3. スムーズに耳抜きを行うための「黄金のコツ」
「うまく抜けない」と感じる方の多くは、タイミングや力の入れ方に原因があります。
痛みを感じる「前」に行う
これが最も重要なポイントです。耳が痛くなってからでは、水圧で耳管が固く閉じてしまい、耳抜きが困難になります。水中に潜り始めた直後、違和感を覚える前の段階で、こまめに(1メートル潜るごとに1回など)行うのが理想です。
顎を動かしたり、首を振る
耳抜きをしながら顎を左右に動かしたり、耳が詰まっている方の耳を上に向けるように首を傾けたりすると、耳管が開きやすくなります。
鼻水をあらかじめ出しておく
鼻が詰まっていると、耳管の通りが悪くなり耳抜きができません。泳ぐ前に鼻をしっかりかんで、通りを良くしておきましょう。
4. やってはいけない!耳抜きのNG動作
間違ったやり方は、耳のトラブル(中耳炎や鼓膜の損傷)を招く恐れがあります。
強すぎる力で行う: 「フンッ!」と力任せに鼻に空気を送ると、内耳を傷めてめまいや難聴の原因になることがあります。あくまで「そっと、優しく」が基本です。

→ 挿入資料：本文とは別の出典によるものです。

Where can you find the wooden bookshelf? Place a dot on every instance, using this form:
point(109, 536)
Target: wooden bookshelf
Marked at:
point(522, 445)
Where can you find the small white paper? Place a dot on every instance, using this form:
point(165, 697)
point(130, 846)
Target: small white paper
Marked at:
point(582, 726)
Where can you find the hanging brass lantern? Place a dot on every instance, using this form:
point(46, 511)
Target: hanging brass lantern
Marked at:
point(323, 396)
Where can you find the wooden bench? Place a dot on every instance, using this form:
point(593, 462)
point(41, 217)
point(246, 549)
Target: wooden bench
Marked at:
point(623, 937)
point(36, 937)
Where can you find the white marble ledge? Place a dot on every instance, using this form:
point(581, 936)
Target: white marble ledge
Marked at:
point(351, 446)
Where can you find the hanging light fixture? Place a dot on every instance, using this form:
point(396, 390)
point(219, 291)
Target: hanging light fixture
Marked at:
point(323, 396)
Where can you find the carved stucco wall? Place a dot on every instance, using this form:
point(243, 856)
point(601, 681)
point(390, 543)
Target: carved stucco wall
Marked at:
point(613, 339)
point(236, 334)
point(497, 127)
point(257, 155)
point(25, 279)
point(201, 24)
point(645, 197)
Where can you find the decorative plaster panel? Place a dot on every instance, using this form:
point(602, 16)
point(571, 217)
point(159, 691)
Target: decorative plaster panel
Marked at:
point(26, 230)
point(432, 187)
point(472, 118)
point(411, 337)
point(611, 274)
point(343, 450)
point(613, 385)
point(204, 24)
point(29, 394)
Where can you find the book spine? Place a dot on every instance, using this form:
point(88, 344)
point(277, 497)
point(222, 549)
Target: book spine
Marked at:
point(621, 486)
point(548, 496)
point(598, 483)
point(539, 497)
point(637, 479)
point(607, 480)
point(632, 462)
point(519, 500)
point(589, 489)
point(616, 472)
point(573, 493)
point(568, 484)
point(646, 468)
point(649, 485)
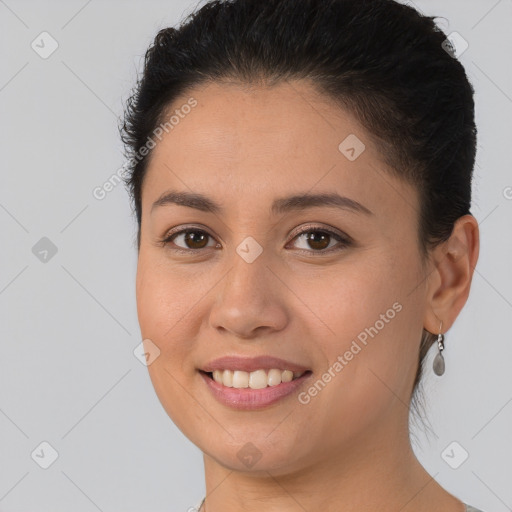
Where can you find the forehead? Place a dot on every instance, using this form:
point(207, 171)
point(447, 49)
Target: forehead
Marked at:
point(245, 144)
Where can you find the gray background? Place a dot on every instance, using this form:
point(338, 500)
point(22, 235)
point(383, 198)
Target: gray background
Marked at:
point(68, 373)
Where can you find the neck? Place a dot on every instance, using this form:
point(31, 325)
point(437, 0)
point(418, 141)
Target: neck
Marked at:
point(371, 471)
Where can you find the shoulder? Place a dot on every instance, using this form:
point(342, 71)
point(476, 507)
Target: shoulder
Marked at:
point(469, 508)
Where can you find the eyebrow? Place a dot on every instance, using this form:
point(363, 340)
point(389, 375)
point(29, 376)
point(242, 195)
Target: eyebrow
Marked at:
point(297, 202)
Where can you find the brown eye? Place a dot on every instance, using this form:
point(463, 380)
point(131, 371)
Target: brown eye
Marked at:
point(191, 239)
point(319, 240)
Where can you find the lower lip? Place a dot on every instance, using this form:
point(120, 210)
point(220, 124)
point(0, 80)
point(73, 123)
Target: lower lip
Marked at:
point(250, 399)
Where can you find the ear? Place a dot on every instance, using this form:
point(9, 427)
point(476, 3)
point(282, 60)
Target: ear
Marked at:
point(450, 280)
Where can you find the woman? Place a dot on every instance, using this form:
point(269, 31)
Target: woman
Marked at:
point(301, 177)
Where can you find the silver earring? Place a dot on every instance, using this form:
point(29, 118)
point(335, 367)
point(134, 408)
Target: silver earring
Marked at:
point(438, 364)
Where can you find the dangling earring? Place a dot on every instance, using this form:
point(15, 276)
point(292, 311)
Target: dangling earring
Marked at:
point(438, 364)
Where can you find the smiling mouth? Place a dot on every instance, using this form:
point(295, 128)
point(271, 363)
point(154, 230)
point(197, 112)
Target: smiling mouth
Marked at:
point(258, 379)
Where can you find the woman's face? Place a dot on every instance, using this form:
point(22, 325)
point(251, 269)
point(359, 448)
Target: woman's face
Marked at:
point(348, 309)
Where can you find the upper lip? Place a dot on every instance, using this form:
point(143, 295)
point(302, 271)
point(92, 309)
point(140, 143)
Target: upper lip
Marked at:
point(250, 364)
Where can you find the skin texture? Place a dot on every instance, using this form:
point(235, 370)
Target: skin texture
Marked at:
point(348, 448)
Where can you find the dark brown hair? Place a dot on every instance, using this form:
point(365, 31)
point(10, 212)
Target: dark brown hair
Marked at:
point(380, 60)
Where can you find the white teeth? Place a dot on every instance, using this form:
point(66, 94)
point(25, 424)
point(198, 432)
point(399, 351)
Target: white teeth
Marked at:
point(258, 379)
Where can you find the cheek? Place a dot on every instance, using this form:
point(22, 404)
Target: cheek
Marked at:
point(370, 347)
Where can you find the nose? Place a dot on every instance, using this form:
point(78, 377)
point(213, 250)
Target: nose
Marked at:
point(250, 300)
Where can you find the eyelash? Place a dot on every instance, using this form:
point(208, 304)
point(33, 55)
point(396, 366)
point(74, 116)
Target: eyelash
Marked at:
point(344, 241)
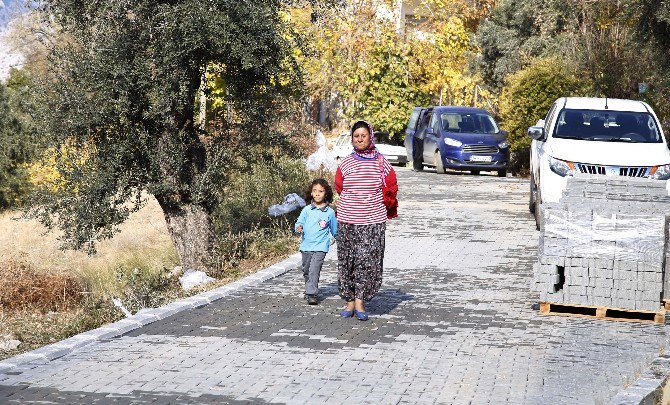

体調が悪い時に無理をしない: 風邪を引いている、花粉症がひどい、鼻炎がある時は、耳管が腫れていて耳抜きがほぼ不可能です。無理に潜ると激痛を伴うため、控えましょう。
浮上中の耳抜き: 基本的に耳抜きは「潜る時(圧力を合わせる時)」に行うものです。浮上中は空気が自然に抜けるため、意識的な耳抜きは不要です。
5. 水泳・潜水後のアフターケア
泳ぎ終わった後に「耳に水が入った感じ」が取れない場合、それは水圧による影響か、物理的に水が残っているかのどちらかです。
耳に入った水の抜き方
温める: 水が入っている方の耳を下に向け、手のひらで温めるように当てると、表面張力が弱まり水が出やすくなります。
片足立ちでジャンプ: 耳を地面に向けて軽くケンケンをします。
綿棒の使いすぎに注意: 無理に奥まで綿棒を入れると、耳垢を奥に押し込んだり、外耳道に傷をつけたりします。入り口付近をそっと拭う程度にしましょう。
6. まとめ:耳抜きをマスターして快適な水泳を
耳抜きは、コツを掴むまでは難しく感じるかもしれませんが、一度感覚を覚えれば無意識にできるようになる技術です。
潜る前に陸上で練習してみる
痛みが出る前に、早め早めに行う
決して力まない
この3点を意識するだけで、水中での快適さは劇的に向上します。深いプールでの潜水や、ターン後の潜行など、水圧の変化を恐れずに水泳を心ゆくまで楽しんでください。もし、どうしても耳抜きができなかったり、泳いだ後に痛みが続く場合は、無理をせず耳鼻咽喉科を受診することも忘れないでくださいね。